On the other hand, oxygen availability is vital for peat mineralization (Blodau 2002; Tiemeyer et al. 2016). For the peat layer underneath the mineral soil coverage, the oxygen availability for SOM mineralization is reduced (Jørgensen et al. 2012), leading to a presumably lower N release. In addition, the absence of fresh plant residue input into the deeper layers of the organic soil underneath might limit SOM mineralization (Song et al. 2018; Zhang et al. 2021). Fresh plant inputs are the primary source of SOM formation, which could not only determine the chemical composition of SOM, but also impact soil microbial activities. The exclusion of fresh plant inputs may lead to a N limitation for microorganisms and further limit the N mineralization for peat underneath the mineral soil coverage (Mooshammer et al. 2014). Moreover, a former study conducted at the same site found that SOC from mineral soil material contributed greatly to heterotrophic soil respiration at the Cov site (Wang et al. 2021). The contribution of the peat layer underneath the mineral soil coverage was relatively small compared to the contribution of peat C at Ref (Wang et al. 2021). The lower contribution of subsoil peat to C loss from Cov suggests that mineral soil cover might be able to reduce the peat decomposition rate despite incoming N leachate and a higher pH. However, further in situ soil profile-based SOM mineralization experiments are still needed to support this interpretation.

Conclusion

Our findings suggest that mineral soil coverage has the potential to reduce N losses (due to higher soil N retention) from drained peatland and, hence, may make agricultural production on drained peatland less harmful to the environment compared to the continued direct use of these soils. However, we would like to point out that from a nature conservation standpoint as well as climate mitigation strategy, mineral soil coverage does not replace or substitute the mitigating effect that can be achieved by rewetting. Rather, we aim to encourage further research about mineral soil coverage as a peatland management measure in regions, where peatland rewetting is not supported, be it for reasons of national food and feed provision, economic incomes, or political strategies.

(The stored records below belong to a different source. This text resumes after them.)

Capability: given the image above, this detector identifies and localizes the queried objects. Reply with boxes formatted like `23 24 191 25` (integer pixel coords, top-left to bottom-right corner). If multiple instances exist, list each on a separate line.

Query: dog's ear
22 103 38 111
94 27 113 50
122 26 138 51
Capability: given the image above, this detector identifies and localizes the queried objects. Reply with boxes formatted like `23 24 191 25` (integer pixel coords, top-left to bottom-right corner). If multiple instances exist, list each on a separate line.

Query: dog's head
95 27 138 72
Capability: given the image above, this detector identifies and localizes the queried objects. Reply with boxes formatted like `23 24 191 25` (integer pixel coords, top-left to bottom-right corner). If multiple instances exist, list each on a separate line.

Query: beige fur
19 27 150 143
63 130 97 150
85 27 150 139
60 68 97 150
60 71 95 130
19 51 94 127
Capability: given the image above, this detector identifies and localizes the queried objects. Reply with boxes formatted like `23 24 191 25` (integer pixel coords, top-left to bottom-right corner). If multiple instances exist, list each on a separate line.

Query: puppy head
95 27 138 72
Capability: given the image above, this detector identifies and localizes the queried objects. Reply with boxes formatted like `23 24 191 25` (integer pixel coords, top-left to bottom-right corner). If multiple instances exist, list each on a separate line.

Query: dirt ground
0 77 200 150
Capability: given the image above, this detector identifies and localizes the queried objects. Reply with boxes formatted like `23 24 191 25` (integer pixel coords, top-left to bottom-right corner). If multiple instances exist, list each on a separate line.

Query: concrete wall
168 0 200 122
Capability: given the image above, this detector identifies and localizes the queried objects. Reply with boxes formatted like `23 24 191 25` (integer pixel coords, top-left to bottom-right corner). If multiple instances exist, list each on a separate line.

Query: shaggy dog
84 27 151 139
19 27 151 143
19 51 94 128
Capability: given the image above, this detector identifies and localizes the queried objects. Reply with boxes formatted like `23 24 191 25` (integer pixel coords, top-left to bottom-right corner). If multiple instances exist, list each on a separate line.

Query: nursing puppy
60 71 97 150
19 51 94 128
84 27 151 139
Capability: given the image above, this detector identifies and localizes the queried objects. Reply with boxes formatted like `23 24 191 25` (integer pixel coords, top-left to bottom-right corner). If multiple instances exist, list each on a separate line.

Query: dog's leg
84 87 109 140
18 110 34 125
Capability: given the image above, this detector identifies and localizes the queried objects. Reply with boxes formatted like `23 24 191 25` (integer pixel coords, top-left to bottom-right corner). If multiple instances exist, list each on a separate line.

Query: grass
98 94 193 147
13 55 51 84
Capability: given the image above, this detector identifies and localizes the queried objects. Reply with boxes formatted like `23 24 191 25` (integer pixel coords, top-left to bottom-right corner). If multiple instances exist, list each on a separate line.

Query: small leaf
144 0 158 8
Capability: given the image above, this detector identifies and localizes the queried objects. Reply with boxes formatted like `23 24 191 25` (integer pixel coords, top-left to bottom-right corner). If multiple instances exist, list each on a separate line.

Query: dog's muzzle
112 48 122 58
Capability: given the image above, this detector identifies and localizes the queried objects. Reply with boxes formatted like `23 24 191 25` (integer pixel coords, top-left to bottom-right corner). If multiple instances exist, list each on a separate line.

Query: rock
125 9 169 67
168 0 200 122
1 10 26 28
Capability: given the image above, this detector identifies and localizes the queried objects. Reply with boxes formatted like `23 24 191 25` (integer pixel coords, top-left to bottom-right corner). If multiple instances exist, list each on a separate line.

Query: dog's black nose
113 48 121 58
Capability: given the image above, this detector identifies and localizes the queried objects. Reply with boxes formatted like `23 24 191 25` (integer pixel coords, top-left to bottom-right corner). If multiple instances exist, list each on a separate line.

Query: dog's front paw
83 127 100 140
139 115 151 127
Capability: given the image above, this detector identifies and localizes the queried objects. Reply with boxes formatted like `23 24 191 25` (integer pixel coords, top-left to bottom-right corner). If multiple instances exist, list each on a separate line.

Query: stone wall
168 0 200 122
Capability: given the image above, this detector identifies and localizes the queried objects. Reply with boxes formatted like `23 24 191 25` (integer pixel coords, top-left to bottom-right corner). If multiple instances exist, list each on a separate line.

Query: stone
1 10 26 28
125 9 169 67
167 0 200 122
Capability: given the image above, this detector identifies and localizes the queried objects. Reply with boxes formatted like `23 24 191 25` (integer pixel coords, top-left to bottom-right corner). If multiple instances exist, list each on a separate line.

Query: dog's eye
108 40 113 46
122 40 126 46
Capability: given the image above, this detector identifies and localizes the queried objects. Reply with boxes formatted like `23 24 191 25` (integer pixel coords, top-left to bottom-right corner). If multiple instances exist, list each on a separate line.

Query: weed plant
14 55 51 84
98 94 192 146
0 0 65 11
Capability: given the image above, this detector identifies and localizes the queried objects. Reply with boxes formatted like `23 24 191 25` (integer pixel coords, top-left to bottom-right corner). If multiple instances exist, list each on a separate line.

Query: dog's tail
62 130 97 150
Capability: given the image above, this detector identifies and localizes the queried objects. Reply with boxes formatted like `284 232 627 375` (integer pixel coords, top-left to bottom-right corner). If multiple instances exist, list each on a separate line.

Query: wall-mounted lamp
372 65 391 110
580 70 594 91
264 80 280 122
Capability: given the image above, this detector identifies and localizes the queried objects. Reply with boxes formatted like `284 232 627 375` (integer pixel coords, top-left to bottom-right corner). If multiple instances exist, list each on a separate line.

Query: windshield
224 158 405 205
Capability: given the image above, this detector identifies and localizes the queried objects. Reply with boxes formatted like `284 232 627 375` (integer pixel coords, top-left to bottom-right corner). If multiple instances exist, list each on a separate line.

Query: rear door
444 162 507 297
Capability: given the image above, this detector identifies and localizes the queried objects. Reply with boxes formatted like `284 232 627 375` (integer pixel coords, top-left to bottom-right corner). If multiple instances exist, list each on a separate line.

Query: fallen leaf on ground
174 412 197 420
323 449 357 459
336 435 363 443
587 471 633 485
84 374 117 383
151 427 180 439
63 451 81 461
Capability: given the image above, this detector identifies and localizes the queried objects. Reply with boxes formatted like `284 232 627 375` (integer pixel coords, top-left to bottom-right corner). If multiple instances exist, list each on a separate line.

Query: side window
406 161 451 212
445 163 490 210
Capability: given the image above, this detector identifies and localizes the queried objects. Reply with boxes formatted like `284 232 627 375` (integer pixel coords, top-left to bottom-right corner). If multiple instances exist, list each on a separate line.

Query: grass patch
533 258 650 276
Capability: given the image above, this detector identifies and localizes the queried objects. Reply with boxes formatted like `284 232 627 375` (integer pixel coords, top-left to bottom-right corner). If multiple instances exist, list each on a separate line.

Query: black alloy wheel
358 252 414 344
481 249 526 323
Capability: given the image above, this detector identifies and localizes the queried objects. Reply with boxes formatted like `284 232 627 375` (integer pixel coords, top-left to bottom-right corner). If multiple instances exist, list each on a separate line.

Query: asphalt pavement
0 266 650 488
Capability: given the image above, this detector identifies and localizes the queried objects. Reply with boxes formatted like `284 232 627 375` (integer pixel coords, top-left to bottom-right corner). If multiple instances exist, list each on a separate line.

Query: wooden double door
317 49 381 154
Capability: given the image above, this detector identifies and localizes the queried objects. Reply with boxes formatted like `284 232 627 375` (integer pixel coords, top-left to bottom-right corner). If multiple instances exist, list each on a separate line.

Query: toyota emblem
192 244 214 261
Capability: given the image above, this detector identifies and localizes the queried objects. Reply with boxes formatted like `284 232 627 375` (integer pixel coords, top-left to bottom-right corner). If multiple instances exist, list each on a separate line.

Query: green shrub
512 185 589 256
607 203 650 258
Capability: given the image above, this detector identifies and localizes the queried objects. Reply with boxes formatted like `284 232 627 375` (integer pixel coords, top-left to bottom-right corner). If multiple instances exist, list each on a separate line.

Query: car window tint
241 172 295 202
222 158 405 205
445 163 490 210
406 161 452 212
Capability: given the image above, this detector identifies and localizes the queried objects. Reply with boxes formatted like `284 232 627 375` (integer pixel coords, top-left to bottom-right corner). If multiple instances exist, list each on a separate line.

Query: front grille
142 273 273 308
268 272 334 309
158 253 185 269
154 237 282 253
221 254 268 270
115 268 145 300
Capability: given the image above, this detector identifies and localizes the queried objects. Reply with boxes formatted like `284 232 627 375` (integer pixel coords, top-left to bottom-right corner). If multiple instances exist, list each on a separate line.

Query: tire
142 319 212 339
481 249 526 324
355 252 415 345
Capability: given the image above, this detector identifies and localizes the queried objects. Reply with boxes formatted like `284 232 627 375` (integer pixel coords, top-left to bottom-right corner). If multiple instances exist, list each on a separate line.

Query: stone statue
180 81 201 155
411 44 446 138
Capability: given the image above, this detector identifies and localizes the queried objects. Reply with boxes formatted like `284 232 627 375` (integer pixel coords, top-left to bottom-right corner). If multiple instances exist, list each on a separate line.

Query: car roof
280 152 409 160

Our field 15N trace experiment and laboratory incubation together provide the first insight into how mineral soil coverage influences the N balance of the plant–soil system in agriculturally managed drained peatland. Over the experimental period, mineral soil coverage of drained peatland significantly reduced the system fertilizer N loss. For the deeper peat layer, the effect of mineral soil coverage on peat decomposition and mineralization still needs to be further explored. In summary, the study suggests that mineral soil coverage, a measure used by farmers to counterbalance subsidence, provides an opportunity for reducing the environmental pollution induced by the agricultural use of drained peatland. Furthermore, the reduced N losses with mineral soil coverage from our study also highlighted the need for multiply field observation to evaluate the effectiveness of mineral soil coverage in general terms.